AIMCO invested €400m of equity in the deal centered around Aurelis Real Estate, a leading Germany-based light industrial real estate company.

Alberta Investment Management Company has led a single-asset restructuring centred around a top-performing real estate asset.

New York-headquartered real estate manager Alpine Grove Partners moved Aurelis Real Estate into a continuation vehicle anchored by the Edmonton-headquartered pension fund manager, according to a statement from Evercore, which advised on the deal.

Fully 50 percent of limited partners sold in the process, which values Aurelis at €1.7 billion.

AIMCO committed more than €400 million in equity to the deal following a competitive auction, it said in a separate statement.

Aurelis is a light industrial real estate operating company.

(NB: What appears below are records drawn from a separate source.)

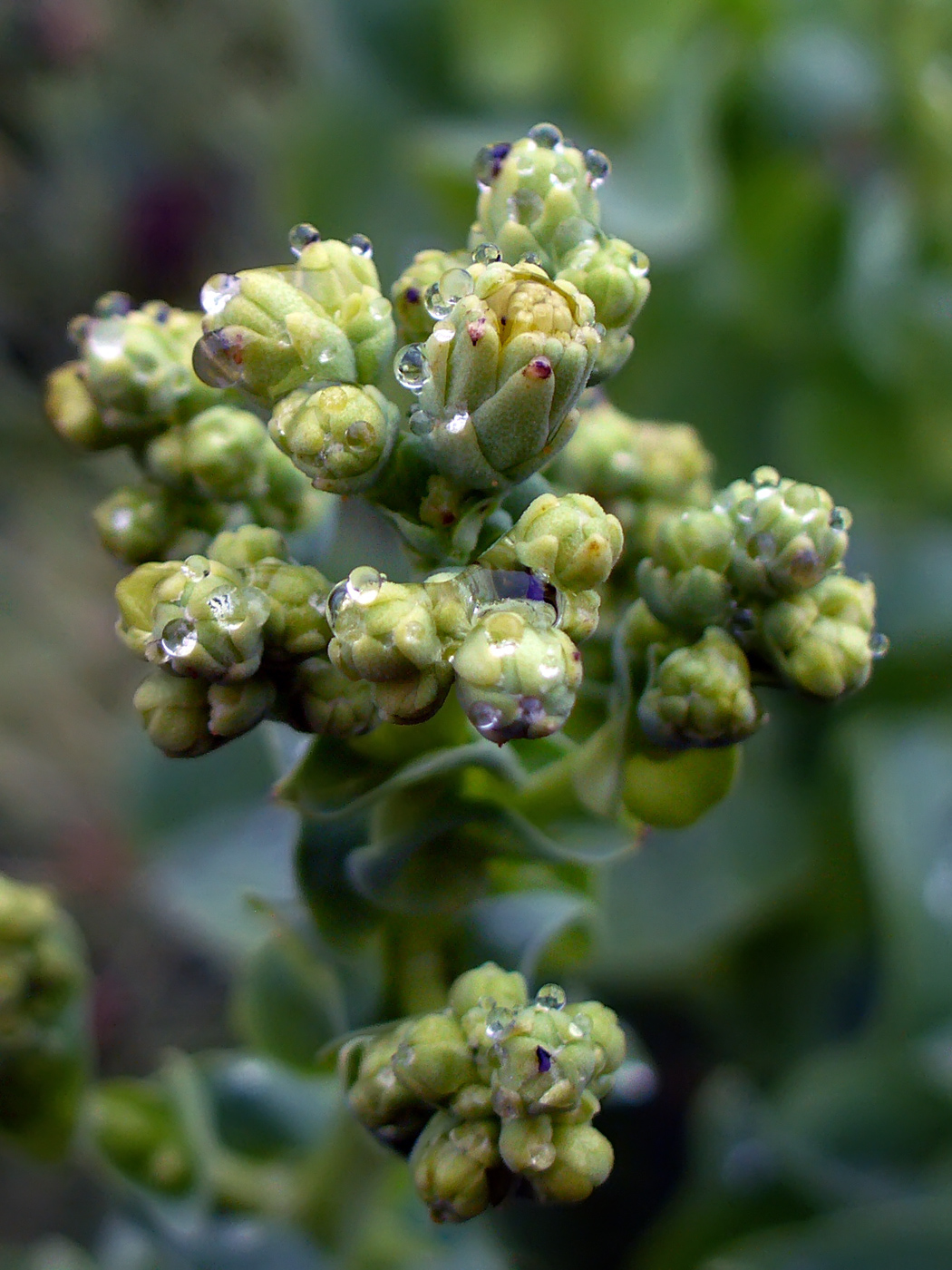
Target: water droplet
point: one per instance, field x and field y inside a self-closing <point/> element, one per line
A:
<point x="486" y="253"/>
<point x="435" y="305"/>
<point x="180" y="637"/>
<point x="765" y="478"/>
<point x="113" y="304"/>
<point x="499" y="1022"/>
<point x="219" y="288"/>
<point x="361" y="245"/>
<point x="546" y="135"/>
<point x="551" y="996"/>
<point x="454" y="285"/>
<point x="489" y="162"/>
<point x="422" y="423"/>
<point x="524" y="206"/>
<point x="598" y="168"/>
<point x="412" y="368"/>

It owns 130 assets totalling 11 million square feet of lettable building area and 65 million square feet of land, mainly in Germany’s south-west manufacturing corridor.

“Germany is difficult for investors to get sizeable exposure to at the best of times, the same goes for light industrial,” said Dimme Lucassen, a London-based managing director with Evercore. This made the deal “super attractive” to investors, he added.

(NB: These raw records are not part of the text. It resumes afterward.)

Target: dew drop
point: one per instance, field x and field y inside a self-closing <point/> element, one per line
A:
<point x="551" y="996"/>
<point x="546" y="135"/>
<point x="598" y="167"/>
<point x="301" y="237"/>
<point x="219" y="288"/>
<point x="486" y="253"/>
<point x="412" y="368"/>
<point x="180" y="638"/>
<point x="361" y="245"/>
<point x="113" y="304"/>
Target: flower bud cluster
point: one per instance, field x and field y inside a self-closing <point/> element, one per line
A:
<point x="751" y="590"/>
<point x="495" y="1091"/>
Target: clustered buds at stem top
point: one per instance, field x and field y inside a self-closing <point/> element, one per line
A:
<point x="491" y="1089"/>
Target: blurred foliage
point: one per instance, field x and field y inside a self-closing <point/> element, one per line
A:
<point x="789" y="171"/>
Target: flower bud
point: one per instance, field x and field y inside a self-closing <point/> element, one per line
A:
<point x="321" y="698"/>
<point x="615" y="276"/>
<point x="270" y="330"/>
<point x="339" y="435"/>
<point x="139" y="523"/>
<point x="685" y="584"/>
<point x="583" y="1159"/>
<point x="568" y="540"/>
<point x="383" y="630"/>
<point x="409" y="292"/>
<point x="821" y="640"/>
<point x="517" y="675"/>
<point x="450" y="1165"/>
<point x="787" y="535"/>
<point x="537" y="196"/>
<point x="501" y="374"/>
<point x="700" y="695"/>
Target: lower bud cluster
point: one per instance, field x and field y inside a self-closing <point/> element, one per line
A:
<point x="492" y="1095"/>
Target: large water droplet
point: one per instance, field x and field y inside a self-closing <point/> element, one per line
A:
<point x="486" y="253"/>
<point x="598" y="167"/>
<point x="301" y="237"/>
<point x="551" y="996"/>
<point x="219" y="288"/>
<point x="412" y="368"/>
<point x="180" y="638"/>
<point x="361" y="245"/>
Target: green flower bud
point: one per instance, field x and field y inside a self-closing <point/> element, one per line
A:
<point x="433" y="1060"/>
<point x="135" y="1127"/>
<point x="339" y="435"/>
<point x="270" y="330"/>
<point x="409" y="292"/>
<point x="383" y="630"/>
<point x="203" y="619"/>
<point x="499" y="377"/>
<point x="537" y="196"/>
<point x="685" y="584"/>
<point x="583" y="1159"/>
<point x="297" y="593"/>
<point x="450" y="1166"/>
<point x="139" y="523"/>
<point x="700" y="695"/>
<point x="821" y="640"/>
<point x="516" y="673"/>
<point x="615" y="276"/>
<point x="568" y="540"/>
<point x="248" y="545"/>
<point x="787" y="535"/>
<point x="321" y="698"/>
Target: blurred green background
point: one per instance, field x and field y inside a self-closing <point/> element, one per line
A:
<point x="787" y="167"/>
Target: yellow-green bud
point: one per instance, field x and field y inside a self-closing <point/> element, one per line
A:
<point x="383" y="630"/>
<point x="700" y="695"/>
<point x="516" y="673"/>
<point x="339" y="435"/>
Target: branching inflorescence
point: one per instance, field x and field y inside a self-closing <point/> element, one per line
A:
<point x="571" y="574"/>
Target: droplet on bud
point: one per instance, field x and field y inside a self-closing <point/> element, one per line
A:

Aurelis’s plan is to become the dominant “pure-play” light industrial manager in its market, Lucassen added. AIMCO was the only new investor in the continuation fund.

According to a source familiar with the deal, it priced close to par to net asset value and included €1.6 billion of additional capital to help realise Aurelis’s plan.

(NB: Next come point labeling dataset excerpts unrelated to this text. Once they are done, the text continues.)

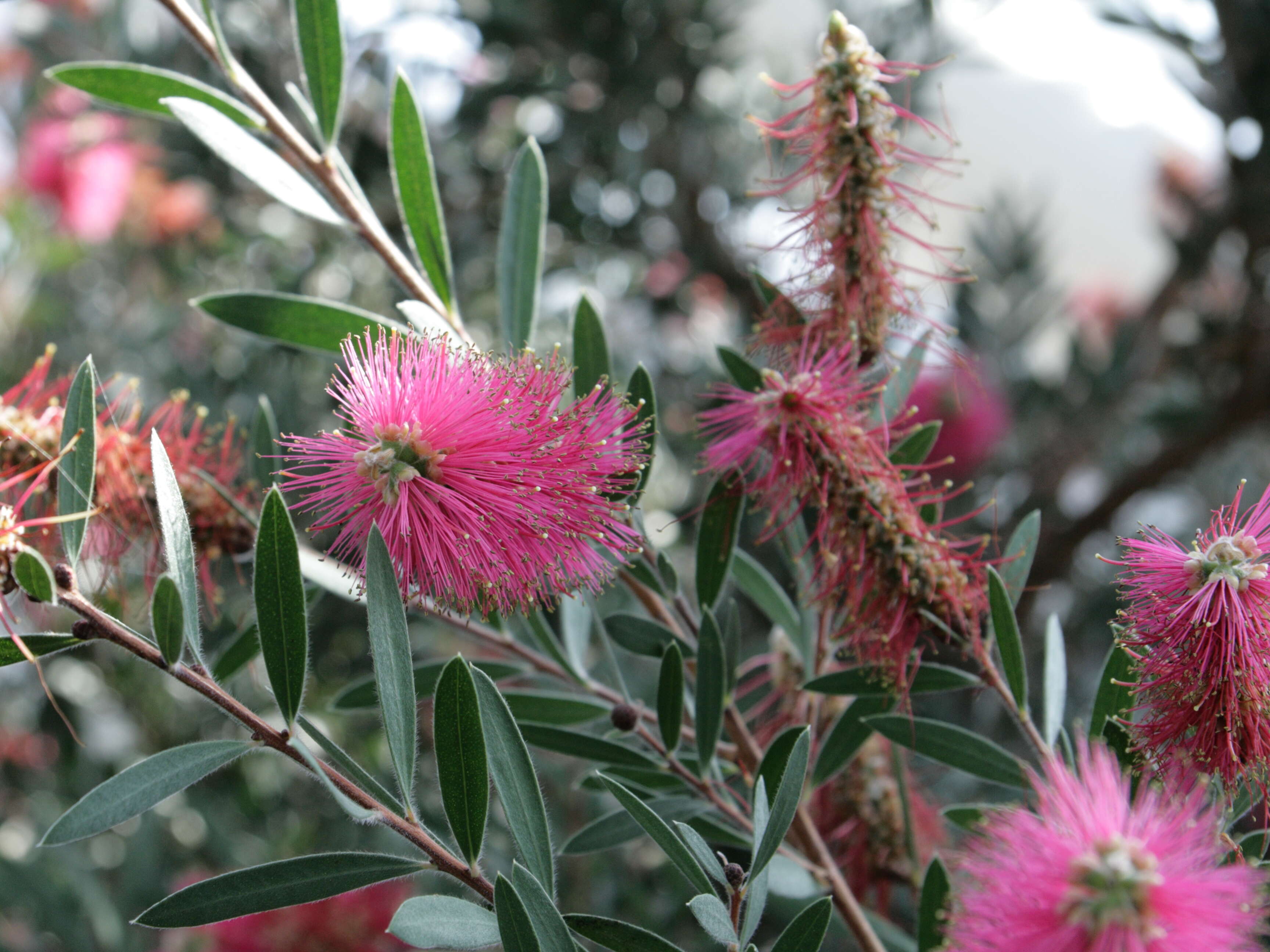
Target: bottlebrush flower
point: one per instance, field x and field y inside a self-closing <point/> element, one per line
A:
<point x="1094" y="871"/>
<point x="851" y="155"/>
<point x="806" y="440"/>
<point x="1197" y="620"/>
<point x="488" y="492"/>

A majority of Aurelis was held by 2007-vintage Redwood Grove International, which closed on $2 billion in 2007, according to data from sister publication PERE. Investors include Australia Post Superannuation Scheme, New York State Common Retirement Fund and University of California Regents Endowment Fund. AIMCO was not an investor in that fund, Lucassen said.

Real estate secondaries volume dropped 53.4 percent year-on-year to $890 million in the first half of this year, making it the second-largest faller after private equity, according to data from intermediary Setter Capital.